Chris Pine, rising star in Hollywood's 'The Finest Hours'

PHOTO: AFP

Los Angeles - Pale blue eyes. Leading-man looks. Chris Pine is one of Hollywood's rising stars and for good reason.

The "Star Trek" and "Horrible Bosses 2" actor sat down with AFP ahead of the US release of his latest film, "The Finest Hours," to talk about everything from his most recent role to being the son of Hollywood actors.

The movie, which hits theatres Friday, recounts the true story of a 1952 rescue mission to save a ship caught in a hellish storm off the coast of Massachusetts.

The 35-year-old Californian plays heroic Coast Guard captain Bernie Webber, who leads the rescue operation, and is cast alongside actor Casey Affleck in the film by Craig Gillespie.

"He's an atypical hero," Pine told AFP. The type you wouldn't "expect to step up and do heroic things." "He was indeed a quiet man who spoke about the facts, God and his faith, which gave me an idea of who he was," Pine said after listening to Webber's interviews.

"He's a complete 'beta' - not 'alpha male.' That's what attracted me to the character.
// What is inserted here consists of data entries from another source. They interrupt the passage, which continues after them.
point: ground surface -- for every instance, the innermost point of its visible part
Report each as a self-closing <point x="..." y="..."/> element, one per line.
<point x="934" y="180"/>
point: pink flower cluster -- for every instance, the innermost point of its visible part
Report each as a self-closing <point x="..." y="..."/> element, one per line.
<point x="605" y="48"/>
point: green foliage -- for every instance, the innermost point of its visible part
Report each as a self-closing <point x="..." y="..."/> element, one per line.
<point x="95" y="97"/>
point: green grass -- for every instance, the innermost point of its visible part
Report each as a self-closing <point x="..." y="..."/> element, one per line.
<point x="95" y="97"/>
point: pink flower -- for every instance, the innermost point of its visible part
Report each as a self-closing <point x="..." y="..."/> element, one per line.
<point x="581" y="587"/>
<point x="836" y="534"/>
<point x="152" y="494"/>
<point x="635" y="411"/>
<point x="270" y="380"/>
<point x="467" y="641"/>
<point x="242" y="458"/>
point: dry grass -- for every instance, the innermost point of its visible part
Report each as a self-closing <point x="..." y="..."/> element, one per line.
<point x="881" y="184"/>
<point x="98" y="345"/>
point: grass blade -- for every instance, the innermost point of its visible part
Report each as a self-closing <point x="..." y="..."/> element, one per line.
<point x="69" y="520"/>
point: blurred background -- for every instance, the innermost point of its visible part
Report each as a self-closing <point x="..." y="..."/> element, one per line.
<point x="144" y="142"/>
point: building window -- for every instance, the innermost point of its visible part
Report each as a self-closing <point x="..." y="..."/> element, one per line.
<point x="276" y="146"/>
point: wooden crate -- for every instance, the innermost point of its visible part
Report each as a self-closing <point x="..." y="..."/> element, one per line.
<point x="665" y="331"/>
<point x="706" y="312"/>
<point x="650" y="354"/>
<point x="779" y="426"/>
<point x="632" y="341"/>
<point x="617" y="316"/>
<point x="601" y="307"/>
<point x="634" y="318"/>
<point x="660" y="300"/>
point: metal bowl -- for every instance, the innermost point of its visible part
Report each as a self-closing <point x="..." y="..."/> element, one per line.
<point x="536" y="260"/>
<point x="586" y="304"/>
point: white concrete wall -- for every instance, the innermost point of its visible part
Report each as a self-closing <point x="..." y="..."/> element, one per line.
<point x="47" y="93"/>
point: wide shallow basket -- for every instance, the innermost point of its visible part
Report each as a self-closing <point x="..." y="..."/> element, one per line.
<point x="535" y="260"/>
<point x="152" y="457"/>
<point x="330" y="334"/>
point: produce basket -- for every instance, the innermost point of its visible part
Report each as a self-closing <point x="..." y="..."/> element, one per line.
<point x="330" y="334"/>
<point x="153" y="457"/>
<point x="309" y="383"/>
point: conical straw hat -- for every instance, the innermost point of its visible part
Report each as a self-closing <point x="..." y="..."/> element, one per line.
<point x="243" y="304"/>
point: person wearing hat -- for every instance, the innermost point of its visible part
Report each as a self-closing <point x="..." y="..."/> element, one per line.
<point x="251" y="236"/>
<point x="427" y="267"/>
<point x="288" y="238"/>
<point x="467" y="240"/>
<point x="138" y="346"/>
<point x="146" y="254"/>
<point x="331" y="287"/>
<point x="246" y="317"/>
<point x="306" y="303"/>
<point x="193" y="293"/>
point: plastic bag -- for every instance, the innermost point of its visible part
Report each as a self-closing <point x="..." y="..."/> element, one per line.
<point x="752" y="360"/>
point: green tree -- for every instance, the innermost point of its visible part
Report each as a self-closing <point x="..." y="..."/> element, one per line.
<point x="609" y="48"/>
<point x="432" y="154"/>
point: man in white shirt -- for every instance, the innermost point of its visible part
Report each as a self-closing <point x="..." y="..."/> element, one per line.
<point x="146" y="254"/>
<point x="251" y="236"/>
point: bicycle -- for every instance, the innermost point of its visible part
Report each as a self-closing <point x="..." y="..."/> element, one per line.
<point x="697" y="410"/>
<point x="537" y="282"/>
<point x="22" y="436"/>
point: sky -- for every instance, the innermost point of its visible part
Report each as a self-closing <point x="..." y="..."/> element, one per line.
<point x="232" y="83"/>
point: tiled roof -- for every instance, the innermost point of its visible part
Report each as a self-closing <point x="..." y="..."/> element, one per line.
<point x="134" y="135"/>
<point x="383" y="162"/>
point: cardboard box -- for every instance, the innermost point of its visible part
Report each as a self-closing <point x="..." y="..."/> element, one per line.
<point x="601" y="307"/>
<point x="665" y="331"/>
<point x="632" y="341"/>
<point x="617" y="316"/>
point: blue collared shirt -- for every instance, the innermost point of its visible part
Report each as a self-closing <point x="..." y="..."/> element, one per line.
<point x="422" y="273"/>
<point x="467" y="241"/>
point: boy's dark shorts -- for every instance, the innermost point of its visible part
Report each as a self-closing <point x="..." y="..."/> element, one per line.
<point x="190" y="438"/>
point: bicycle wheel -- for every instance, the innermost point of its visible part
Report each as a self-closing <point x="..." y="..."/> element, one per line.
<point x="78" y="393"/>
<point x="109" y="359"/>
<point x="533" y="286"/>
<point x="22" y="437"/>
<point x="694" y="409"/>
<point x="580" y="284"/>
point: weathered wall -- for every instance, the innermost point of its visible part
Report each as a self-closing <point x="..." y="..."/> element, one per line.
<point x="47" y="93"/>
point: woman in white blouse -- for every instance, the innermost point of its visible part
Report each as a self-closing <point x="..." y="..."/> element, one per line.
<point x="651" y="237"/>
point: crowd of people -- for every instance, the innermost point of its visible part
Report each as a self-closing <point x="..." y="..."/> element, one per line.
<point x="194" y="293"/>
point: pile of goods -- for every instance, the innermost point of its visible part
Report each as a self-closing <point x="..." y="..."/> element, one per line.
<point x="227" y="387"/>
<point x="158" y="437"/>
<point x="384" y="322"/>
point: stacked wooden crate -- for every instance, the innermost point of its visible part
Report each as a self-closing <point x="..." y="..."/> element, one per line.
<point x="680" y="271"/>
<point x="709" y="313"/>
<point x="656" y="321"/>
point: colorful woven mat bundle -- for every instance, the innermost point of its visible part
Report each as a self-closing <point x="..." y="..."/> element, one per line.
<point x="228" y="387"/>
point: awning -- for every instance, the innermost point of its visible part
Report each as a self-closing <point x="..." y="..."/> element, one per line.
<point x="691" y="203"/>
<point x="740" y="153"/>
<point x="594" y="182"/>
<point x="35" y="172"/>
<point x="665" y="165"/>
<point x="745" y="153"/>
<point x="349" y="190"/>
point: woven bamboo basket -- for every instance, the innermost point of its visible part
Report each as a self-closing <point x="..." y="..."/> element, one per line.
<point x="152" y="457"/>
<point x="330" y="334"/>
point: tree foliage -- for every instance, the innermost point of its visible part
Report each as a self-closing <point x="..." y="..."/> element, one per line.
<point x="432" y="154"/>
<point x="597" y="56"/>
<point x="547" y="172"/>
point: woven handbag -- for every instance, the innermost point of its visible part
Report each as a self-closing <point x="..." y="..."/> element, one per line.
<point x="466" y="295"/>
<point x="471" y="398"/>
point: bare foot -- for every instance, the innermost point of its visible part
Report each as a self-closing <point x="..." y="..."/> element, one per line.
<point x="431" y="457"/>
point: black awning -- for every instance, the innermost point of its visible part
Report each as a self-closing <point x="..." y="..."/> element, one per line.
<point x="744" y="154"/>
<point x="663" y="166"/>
I had a great empathy for Bernie and wanted him to succeed," he said.

"My parents certainly, but I think that in today's age we need more people like Malala (Yousafzai, the Nobel Peace Prize winning Pakistani education campaigner). She's a warrior," Pine said.

"To be able to experience what she did and not meet it with anger... and use that and expand it in people's lives to open new doors for women across the world, (and to be) that young and have that old of a soul, is just mind-blowing," he said.

Pine, who is the child of actors Robert Pine and Gwynne Gilford, said "I never got any specific advice from my parents," but added that he "always credits them for being supportive and having an open ear." "I wanted to play baseball growing up but was not good enough to do that," Pine said.

Social media "can be a wonderful way to disseminate information," Pine told AFP, but he also called it "self-promoting." And he would rather have something of a barrier with the public than use it to connect with fans.

"I might be too sensitive of a creature," he said.

"I don't want to hear what people think of me, I don't want to hear if they don't like my hair cut, I just don't want to hear it." The enthusiasm Pine lacks for social media he makes up for with his embrace of creative outlets.

"I love music and I love singing... and I love writing about a lot of things that are happening and popping," Pine said.

"I've been trying to have writing be a part of my life," he added, explaining that he doesn't keep a journal but does jot down song lyrics, ideas and daily events. Plus he likes to draw.

"You break down some barriers of creativity when you access this part of you," he said.